PHILADELPHIA – The School of Social Policy & Practice at the University of Pennsylvania has launched SP2 Community Teamworks, a pilot program that involves local engagement as well as team-building through volunteer projects.
Modeled after Goldman Sach’s Community Teamworks in New York City, School of Social Policy & Practice students, faculty, staff and alumni provide suggestions for and participate in local volunteer opportunities.
“Community Teamworks enables students from our five degree programs to work alongside faculty, staff and alumni on projects that will have a positive impact on organizations and agencies throughout the city,” Richard J. Gelles, the School’s dean, said. “Our students already contribute more than 250,000 service hours each year across the region through internships, practicums and field placements, but, as proactive agents of social change, we believe that there is always more than can be done.”
Community Teamworks organizers, including its director, Ashley Mapp, have already coordinated with West Philadelphia residents to learn the community’s needs.
“Recurring themes emerged in most of our community meetings,” Mapp said. “These included disparities in education, the need for college access, numerous abandoned homes and the limited availability of extracurricular activities for children. Now that we have this information, we are able to shape our program so that it can be the most effective.”
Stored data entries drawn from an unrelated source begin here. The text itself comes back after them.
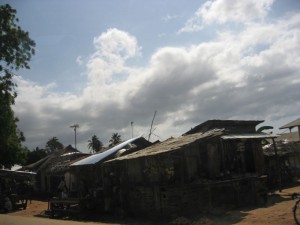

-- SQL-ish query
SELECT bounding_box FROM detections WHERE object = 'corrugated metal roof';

[184,120,264,135]
[71,136,141,166]
[221,133,277,140]
[0,169,36,176]
[105,129,224,162]
[280,118,300,129]
[275,132,300,142]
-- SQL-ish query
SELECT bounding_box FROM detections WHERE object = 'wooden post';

[272,138,282,192]
[220,139,225,173]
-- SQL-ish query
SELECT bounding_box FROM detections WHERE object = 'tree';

[257,126,274,133]
[24,147,47,165]
[109,133,122,147]
[45,137,64,153]
[87,135,103,153]
[257,126,274,145]
[0,4,35,168]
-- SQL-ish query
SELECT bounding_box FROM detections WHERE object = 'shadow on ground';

[32,188,296,225]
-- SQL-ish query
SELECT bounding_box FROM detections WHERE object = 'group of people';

[0,177,32,213]
[56,174,123,215]
[0,178,13,213]
[56,176,90,199]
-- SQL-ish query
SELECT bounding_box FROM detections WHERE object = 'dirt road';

[0,215,103,225]
[1,185,300,225]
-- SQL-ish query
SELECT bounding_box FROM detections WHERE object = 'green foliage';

[45,137,64,153]
[0,108,26,166]
[0,4,35,168]
[24,147,47,165]
[257,125,274,146]
[87,135,103,153]
[109,133,122,147]
[0,4,35,72]
[257,126,274,133]
[0,73,28,168]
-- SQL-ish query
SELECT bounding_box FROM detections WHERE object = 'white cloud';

[76,56,83,66]
[86,28,141,87]
[179,0,274,33]
[93,28,140,60]
[14,11,300,152]
[162,14,181,23]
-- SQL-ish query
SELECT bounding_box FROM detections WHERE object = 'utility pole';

[70,124,79,149]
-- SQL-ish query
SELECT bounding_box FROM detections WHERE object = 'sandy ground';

[3,185,300,225]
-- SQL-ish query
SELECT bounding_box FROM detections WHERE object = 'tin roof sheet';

[280,118,300,129]
[71,136,141,166]
[221,133,277,140]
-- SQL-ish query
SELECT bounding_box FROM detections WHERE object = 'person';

[57,176,68,199]
[4,197,12,213]
[78,179,88,198]
[103,174,113,213]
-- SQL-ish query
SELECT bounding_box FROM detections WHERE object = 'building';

[263,117,300,188]
[68,137,153,198]
[21,145,89,193]
[102,120,275,217]
[279,117,300,142]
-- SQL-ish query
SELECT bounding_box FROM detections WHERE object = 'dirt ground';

[6,185,300,225]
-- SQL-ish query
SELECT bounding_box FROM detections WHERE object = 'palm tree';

[257,126,274,145]
[45,137,64,153]
[109,133,122,147]
[87,135,103,153]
Gelles said the project’s goals are two-fold.
“One, everyone involved with the School of Social Policy & Practice will be able to make sustainable improvements that will continue long after the day of service has been completed. And, two, Community Teamworks is a meaningful way to build a stronger community within the School itself. It’s not often that students in our Penn Aging Concentration program are able to work side-by-side with students from our Non-Profit/Non-Governmental Organization Leadership program to better our neighborhoods.”
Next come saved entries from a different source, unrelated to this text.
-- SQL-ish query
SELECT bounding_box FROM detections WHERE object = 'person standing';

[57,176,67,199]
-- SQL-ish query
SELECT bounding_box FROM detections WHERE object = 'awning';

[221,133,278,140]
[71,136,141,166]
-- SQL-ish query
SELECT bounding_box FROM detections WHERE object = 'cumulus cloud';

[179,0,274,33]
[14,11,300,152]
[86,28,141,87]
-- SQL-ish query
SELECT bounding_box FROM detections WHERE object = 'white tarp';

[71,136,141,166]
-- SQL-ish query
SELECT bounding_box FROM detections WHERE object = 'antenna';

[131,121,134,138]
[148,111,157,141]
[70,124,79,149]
School of Social Policy & Practice students, staff, faculty and alumni, along with local agencies, nominated 501c(3) non-profit organizations in Philadelphia using the School’s online Project Proposal Form.
Nominees were required to be able to host at least 20 volunteers at their facility or project site and to have at least two employees at their site available to volunteer during the day of service activities, which will be completed between 8 a.m. and 3 p.m. for three days during March and April.
Later this month, a committee of students, faculty, staff and local residents will select three projects from the submitted proposals. The committee will review each nomination to determine how the School can maximize its efforts and make the largest possible impact.
Non-profit organizations selected to participate in Community Teamworks will be notified in late February.
The plan is to start small with three projects for the spring semester involving only people affiliated with the School of Social Policy & Practice, but School administrators are optimistic that the program will eventually expand to include other schools and programs across Penn.
“Community Teamworks is another initiative from the School of Social Policy & Practice designed to illustrate our commitment to working with our neighbors,” Mapp said.